If the Council votes to remove her certification, the coroner can request a hearing to contest the action, the law states.

Meanwhile, the process of removing a coroner from office begins with someone informing the governor about the need for an investigation into the coroner’s actions, according to state law.

The governor then determines if the investigation is needed because of pending criminal charges, alleged misconduct in office, or alleged incapacity of the coroner to perform the functions of the job, the law states.

If the governor agrees, he then forms a committee made up of members or either the Georgia Coroners Association or the Training Council— the law does not specify which group — to launch an investigation and report its findings within 30 days.

Depending on the committee’s recommendation, the governor may suspend the coroner for up to 60 days and recommend the District Attorney file a removal petition.

A Superior Court judge then would make the ultimate decision to remove the coroner from office for reasons “including incapacity or misbehavior in office” following a hearing before a jury.

The law states the process for removing a coroner mirrors the process for removing a Superior Court clerk.

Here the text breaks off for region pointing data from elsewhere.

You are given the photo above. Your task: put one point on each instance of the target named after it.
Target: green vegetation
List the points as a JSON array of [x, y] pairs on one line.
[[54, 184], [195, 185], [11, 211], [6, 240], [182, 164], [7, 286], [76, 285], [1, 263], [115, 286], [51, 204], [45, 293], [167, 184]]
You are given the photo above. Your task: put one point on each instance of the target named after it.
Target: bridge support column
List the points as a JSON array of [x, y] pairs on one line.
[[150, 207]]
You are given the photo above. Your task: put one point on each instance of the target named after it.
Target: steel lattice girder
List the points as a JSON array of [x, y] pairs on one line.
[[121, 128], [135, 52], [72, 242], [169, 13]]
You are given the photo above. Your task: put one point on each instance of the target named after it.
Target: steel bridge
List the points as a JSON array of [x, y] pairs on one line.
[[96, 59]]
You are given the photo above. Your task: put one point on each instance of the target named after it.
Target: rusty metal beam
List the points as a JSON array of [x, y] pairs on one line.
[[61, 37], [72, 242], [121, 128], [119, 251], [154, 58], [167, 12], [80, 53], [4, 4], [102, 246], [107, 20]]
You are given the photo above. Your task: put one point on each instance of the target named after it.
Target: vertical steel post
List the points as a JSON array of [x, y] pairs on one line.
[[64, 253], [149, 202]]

A spokesperson for the Georgia Attorney General’s office declined comment about the parts of state law surrounding a removal from office.

County Manager Lloyd Kerr filed a petition Jan. 29 with the Coroners Training Council to seek an emergency injunction to prevent her from continuing in the elected position "effective immediately."

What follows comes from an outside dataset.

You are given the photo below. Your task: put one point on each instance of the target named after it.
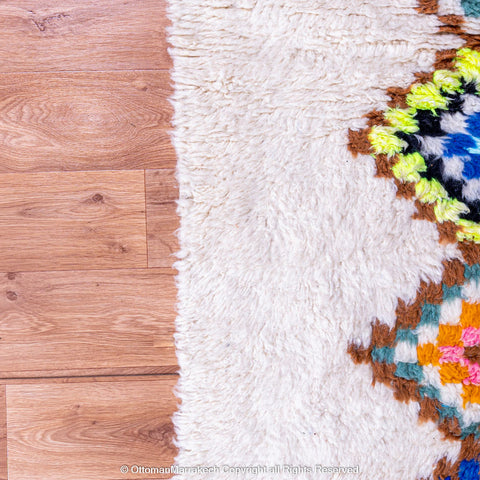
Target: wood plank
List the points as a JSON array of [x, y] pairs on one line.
[[62, 35], [88, 431], [85, 121], [162, 221], [85, 379], [87, 322], [80, 220], [3, 434]]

The allegations against her include refusing to transport a body from a fatal wreck on Georgia Hwy. 212 last month despite its requirement in state law.

She also possibly destroyed evidence and mishandled the body of a suicide victim; and left a deceased hotel patron in plain view of other guests and employees, according to the petition.

Kerr’s petition also includes other allegations against Bailey-Butts for actions she took between taking office Jan. 1 and Jan. 29 that he said show that “she is wholly unable to competently serve as the county's coroner."

The additional allegations range from possibly being mentally unstable; to telling county commissioners she had damaging information to force them to approve more money for her office.

County spokesman Bryan Fazio said Kerr was pursuing the action despite the potentially lengthy process for her removal.

“When he filed it, it was with much thought and research and the action was not taken lightly,” Fazio said.

Bailey-Butts did not return an emailed request for comment.

She recently told an Atlanta TV station she denied many of the allegations in the petition and defended other actions by saying she was not properly trained.